Goldmark can also be considered the father of video recording. With the goal of producing a tool for educational media storage, he developed a system called electronic video recording (EVR). Basically, EVR consists of a cartridge wound with black-and-white film that could be slipped into a recorder/player machine. Even though it was filmed in black and white, Goldmark’s ingenious design used a separate recording track to store the color signal, so that the final playback would be in color.
One advantage of EVR over magnetic tape storage is that it can record still frames as well as motion; by filming a page of written information onto a single EVR frame, an entire encyclopedia can be stored on one cassette. Although video cassette recorders ( VCR ) have since captured the home recording market, the EVR is still considered useful in the storage of written material.

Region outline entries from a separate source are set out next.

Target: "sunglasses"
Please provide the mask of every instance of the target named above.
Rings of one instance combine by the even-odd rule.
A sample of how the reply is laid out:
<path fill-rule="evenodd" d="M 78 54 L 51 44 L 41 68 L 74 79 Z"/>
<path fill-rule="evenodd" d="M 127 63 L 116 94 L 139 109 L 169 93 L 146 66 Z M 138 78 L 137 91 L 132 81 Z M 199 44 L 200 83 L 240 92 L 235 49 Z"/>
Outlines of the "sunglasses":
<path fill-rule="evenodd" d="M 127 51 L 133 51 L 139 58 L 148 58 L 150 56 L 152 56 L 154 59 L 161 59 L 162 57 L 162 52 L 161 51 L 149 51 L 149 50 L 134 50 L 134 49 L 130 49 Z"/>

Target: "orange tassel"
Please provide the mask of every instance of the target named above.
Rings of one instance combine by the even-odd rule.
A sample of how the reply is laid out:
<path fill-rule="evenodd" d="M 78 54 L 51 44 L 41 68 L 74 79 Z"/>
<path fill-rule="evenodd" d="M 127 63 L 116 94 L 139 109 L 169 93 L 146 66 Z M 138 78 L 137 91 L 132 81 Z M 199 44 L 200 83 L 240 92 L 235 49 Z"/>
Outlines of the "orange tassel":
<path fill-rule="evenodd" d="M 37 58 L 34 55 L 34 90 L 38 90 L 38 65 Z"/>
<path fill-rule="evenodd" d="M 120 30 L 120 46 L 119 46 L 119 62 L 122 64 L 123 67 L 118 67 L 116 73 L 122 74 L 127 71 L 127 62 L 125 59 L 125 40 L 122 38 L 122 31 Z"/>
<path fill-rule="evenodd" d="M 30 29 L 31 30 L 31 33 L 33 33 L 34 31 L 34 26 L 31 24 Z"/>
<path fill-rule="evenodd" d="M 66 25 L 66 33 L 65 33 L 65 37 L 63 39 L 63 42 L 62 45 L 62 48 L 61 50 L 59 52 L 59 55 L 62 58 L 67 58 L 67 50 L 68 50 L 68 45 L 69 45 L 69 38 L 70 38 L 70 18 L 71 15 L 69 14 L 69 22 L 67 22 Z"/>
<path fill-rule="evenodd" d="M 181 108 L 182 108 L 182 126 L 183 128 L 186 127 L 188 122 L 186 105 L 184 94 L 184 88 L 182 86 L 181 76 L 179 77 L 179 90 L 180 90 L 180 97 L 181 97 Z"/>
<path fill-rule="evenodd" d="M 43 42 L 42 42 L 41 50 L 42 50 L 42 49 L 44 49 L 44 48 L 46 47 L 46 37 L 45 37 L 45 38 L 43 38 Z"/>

The idea for Goldmark’s most successful invention came to him one evening in the early 1940s. While listening to a recording of Brahms at a party, Goldmark was annoyed by the constant clicks and interruptions in the music, since the 78 rpm records were far too short to contain the entire concert, and the host had to periodically flip or change the disks. Goldmark envisioned an album whose grooves were cut much closer together and whose turntable turned much slower, allowing more music on each side. He worked on solving this problem for three years, ultimately producing the first LP record. His microgroove recordings held the equivalent of six 78 rpm records; also, by switching to vinyl, the LP’s recordings had a far superior sound quality. To combat the new CBS-manufactured LP, RCA quickly designed the 45 rpm “single.” Though the single record found some success, Goldmark’s LP absolutely conquered the market for more than forty years.